Traditionally, chemical engineers in the manufacturing industry who want to know more about their process behaviors turn to data scientists for answers. But this approach creates both a communications and knowledge gap between data scientists and engineers. Engineers can spend significant time explaining a process to a data scientist so he or she can crunch numbers.

So Sterneberg is now one of the many chemical process engineers who embraced the power of Industry 4.0 and self-service data analytics solutions to keep data scientists in the loop. Clariant has also implemented a TrendMiner feature that helps them apply machine learning (ML) models for an even deeper dive into process behavior.

Unlocking machine learning: Clariant’s model

Clariant’s digital maturity model is advanced. Working with TrendMiner, the company has evolved its plants into augmented factories by using more robust solutions to determine the root cause of process anomalies. It applies ML capabilities to its processes so that process engineers at Clariant can set up advanced monitoring and alert systems to tell them when known parameters deviate from learned behavior.

To do this, Sterneberg and his colleagues use a TrendMiner feature: The integration of Python notebooks. “What we do is get the data from the historian using TrendMiner,” said Sterneberg.

They then gather the time-series data out of TrendMiner and use their own algorithms and data science platform, where they then create analytics on top of it, discuss the results, and get opinions for the next steps. Closing the gap between engineers and data scientists brings them all into the loop so they can work with end users to do the analysis together.

“This is where we started to use the Python notebooks at Clariant.”

Unlocking machine learning: The power of analytics

Python is a computer language that has been around since the 1980s. It was invented by a Dutch programmer who wanted to create a language that was powerful but easy enough for anyone to learn and use.

Data scientists use Python because short scripts of its code efficiently and effectively sort large amounts of data, which allows them to gain more insights. But the language can be used for a variety of tasks, including establishing ML techniques.

TrendMiner included proprietary Python notebooks to improve data analysis and enable machine learning. At Clariant, the data science team took advantage of the integration by enhancing the company’s DashHub view. It created new visualizations using ML tags in TrendMiner with the Python notebooks integration.

Then the company began supercharging its digitalization program with machine learning capabilities that allow process experts to establish an even stronger golden fingerprint. The software records patterns of good behavior over time. When a process does not match the learned good behavior, process engineers can set up a monitoring and alert system to allow them to take quick action.

They will use this machine learning model (or machine learning tasks) that they built to create more monitoring and alarms.
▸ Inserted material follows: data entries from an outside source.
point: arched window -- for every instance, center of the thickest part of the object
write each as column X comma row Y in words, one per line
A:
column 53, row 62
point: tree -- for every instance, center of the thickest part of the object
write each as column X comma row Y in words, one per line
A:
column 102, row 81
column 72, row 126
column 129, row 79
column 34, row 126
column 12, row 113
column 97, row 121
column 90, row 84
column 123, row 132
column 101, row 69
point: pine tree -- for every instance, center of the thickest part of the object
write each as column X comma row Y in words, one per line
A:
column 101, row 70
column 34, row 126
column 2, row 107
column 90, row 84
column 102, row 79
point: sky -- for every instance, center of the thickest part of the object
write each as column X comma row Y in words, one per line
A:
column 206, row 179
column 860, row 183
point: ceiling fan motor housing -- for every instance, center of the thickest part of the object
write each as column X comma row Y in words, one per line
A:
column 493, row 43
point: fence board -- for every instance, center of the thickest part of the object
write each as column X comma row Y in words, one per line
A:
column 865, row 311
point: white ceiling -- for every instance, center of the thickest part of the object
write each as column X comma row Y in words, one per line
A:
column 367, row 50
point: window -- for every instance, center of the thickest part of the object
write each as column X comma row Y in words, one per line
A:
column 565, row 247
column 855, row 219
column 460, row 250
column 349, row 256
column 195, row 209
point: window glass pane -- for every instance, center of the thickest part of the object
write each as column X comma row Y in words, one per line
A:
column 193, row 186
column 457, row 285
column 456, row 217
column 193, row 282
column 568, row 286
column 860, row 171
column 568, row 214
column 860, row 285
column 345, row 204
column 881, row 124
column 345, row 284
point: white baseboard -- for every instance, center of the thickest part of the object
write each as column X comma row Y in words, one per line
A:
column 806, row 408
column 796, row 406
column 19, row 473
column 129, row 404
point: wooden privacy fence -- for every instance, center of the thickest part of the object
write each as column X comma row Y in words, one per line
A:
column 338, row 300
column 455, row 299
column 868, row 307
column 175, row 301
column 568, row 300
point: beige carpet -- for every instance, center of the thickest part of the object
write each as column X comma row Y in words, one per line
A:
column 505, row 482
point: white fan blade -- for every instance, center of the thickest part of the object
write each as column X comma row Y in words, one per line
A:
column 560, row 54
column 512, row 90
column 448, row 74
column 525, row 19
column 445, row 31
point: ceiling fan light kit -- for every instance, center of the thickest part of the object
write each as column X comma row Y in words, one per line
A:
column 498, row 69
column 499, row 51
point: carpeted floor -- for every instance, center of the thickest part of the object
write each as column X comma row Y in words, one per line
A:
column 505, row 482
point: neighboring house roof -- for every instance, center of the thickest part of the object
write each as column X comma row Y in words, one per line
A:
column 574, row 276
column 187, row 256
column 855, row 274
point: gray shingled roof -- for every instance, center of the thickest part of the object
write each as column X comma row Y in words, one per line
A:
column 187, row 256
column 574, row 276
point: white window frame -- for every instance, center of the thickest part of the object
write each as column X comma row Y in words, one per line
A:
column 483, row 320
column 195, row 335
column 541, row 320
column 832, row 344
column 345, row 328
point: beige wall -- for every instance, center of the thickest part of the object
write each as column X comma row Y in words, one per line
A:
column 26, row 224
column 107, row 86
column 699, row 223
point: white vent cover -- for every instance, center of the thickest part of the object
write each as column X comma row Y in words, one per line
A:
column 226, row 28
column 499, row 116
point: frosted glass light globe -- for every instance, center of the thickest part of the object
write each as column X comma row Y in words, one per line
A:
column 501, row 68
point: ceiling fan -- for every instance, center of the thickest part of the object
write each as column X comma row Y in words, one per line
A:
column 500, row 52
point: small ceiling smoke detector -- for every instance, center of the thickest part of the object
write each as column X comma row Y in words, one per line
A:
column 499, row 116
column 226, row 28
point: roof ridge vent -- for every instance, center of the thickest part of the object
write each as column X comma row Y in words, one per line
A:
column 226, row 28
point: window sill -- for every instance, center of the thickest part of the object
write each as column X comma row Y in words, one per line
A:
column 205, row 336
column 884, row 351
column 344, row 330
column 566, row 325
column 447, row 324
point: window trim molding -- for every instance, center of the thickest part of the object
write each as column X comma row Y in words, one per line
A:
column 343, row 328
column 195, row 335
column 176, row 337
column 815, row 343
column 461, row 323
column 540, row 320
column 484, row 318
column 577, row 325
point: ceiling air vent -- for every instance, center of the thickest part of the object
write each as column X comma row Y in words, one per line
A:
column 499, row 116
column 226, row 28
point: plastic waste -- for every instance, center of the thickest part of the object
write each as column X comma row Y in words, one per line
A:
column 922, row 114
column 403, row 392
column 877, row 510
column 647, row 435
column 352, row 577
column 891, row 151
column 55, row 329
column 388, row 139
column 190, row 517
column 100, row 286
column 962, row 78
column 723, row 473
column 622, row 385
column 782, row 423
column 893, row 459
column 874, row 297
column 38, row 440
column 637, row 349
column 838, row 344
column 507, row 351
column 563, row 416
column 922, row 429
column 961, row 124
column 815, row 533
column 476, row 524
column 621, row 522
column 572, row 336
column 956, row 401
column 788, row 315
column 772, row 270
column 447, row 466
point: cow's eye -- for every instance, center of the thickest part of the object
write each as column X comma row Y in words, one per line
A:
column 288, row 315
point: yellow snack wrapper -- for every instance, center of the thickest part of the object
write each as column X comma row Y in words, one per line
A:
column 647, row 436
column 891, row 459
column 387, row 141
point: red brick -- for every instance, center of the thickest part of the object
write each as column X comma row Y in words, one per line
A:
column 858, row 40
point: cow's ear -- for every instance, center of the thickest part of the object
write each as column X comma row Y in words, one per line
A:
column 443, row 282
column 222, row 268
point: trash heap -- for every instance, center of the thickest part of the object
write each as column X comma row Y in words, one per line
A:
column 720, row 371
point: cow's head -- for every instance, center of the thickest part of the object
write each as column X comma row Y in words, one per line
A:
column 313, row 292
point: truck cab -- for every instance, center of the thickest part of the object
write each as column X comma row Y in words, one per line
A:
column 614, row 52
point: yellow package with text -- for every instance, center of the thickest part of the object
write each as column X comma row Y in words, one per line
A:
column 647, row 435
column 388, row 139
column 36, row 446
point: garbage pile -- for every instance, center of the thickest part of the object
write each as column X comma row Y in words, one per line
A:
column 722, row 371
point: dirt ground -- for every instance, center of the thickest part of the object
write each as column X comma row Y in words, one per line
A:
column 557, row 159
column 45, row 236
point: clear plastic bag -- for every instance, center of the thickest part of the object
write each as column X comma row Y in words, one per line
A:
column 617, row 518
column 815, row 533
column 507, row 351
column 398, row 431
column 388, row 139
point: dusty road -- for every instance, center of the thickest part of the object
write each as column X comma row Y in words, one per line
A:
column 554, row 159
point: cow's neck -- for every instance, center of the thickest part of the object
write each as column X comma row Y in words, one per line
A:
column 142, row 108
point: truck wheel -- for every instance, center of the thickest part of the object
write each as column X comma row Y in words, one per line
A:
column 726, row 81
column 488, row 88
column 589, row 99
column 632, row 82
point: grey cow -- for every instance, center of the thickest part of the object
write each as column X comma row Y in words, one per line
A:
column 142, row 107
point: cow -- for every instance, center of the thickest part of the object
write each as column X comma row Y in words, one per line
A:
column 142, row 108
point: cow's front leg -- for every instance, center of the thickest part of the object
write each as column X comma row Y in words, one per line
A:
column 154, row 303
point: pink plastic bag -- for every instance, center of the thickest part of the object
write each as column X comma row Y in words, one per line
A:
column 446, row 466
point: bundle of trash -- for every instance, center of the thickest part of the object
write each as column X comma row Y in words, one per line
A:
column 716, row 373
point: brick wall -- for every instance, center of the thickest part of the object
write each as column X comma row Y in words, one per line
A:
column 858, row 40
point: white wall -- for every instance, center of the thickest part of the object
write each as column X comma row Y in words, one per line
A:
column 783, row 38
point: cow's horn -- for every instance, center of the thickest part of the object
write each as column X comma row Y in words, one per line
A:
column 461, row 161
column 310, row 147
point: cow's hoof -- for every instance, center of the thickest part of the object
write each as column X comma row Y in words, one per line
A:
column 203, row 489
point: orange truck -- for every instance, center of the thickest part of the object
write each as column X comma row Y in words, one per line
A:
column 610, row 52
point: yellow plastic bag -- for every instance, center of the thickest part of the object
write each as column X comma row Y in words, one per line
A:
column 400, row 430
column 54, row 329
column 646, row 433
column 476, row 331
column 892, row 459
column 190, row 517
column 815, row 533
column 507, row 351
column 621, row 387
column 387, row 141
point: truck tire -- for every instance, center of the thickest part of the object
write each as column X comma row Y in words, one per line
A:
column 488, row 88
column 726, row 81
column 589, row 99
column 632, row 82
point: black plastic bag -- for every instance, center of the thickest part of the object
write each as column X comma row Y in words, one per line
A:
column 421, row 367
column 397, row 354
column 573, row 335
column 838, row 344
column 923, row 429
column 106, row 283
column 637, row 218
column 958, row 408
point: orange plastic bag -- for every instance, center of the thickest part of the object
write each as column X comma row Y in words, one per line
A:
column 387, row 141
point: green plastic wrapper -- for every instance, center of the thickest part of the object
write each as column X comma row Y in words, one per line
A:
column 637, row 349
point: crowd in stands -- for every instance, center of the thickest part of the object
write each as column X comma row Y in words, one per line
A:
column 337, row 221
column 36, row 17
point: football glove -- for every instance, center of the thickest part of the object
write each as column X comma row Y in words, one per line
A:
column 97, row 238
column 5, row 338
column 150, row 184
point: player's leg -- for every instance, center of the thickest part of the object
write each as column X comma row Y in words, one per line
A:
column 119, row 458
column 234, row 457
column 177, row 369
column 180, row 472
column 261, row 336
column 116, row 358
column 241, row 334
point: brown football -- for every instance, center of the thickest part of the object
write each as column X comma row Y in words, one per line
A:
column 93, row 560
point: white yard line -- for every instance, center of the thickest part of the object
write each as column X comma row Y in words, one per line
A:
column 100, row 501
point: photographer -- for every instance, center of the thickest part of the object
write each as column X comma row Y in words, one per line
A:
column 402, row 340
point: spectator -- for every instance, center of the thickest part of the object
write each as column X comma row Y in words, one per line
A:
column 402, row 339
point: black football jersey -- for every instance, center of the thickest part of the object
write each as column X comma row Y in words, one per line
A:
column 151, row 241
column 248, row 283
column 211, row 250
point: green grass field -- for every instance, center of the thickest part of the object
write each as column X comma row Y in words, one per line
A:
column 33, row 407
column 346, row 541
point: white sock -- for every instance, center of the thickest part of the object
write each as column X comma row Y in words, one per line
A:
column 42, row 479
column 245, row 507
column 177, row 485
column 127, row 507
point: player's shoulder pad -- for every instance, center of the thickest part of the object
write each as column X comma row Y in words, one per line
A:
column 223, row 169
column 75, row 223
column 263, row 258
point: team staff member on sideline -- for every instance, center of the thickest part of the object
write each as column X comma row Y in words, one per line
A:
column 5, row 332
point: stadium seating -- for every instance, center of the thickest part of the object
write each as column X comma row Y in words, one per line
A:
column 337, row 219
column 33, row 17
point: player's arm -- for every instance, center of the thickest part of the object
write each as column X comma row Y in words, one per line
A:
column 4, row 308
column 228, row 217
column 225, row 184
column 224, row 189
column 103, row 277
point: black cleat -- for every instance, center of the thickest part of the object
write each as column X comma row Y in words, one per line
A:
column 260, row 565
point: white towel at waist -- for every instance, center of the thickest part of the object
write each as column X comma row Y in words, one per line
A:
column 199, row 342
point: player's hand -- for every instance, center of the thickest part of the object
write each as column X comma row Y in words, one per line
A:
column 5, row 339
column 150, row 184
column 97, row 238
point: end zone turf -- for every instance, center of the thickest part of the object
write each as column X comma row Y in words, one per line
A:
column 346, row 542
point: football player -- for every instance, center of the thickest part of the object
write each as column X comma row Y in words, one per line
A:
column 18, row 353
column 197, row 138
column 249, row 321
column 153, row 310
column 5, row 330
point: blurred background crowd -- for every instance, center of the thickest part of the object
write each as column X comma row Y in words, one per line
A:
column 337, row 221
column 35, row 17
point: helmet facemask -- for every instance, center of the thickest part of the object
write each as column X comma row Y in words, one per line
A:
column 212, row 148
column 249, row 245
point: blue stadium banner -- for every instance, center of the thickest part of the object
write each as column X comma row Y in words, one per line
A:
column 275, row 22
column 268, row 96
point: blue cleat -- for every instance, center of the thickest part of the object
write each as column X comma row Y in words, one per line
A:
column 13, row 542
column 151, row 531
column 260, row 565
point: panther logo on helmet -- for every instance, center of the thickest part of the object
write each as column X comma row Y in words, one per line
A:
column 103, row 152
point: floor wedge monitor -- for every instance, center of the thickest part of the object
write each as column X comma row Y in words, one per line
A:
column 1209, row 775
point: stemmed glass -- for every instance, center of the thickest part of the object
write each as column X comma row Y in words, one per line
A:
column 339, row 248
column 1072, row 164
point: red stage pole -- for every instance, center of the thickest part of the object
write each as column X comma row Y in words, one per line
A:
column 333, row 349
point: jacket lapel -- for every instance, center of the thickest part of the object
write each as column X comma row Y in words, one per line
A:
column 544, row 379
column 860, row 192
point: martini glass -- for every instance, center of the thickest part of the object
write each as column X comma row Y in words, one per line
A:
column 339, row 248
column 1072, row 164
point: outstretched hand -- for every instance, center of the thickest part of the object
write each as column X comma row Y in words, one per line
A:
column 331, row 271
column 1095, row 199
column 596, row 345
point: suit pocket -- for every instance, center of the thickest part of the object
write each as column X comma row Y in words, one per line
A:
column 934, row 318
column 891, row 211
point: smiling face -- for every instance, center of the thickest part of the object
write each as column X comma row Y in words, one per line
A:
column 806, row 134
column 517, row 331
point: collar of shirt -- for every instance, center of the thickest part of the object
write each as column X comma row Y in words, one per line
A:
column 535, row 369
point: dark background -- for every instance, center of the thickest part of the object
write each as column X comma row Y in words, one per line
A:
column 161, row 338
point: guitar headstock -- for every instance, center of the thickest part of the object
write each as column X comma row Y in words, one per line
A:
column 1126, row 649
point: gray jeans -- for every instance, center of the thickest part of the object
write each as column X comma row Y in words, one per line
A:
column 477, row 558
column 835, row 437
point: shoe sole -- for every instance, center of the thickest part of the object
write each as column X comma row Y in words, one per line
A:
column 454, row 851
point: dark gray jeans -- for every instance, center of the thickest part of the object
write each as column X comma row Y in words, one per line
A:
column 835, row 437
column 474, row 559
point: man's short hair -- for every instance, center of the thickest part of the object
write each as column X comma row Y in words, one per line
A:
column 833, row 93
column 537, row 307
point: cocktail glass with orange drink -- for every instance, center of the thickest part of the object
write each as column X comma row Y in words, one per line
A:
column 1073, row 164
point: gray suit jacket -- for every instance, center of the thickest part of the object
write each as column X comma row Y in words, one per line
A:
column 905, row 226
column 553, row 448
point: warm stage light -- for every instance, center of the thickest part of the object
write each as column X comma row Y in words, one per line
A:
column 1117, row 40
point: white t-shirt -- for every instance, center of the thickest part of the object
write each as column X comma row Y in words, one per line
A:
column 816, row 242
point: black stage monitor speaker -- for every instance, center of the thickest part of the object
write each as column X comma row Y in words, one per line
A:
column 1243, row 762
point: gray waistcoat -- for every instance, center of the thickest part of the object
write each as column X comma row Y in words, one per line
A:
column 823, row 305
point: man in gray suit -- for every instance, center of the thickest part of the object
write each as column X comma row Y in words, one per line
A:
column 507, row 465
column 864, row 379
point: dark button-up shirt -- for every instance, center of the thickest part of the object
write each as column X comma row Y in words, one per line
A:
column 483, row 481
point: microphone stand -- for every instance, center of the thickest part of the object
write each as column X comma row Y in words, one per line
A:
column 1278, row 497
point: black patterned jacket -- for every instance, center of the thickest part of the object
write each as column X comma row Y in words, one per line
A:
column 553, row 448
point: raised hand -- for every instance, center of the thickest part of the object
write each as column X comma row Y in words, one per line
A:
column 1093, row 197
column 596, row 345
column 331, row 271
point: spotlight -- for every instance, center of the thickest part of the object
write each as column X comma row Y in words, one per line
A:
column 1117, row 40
Unlocking machine learning: Realizing greater efficiency

Sterneberg and his colleagues have increased their skill set with the addition of ML capabilities, and discovered they gained greater efficiency across Clariant’s operations. The team found TrendMiner’s machine-learning notebooks feature to be a very powerful and very useful tool.

“We were not chemical data scientists from the beginning. We evolved ourselves into data scientists. So, we are using advantages of classical engineering or chemical engineering and data-driven modeling. Each site has their own needs or pain points. In most of the cases, however, increasing throughput to improve production and make money is the goal,” Sterneberg concluded.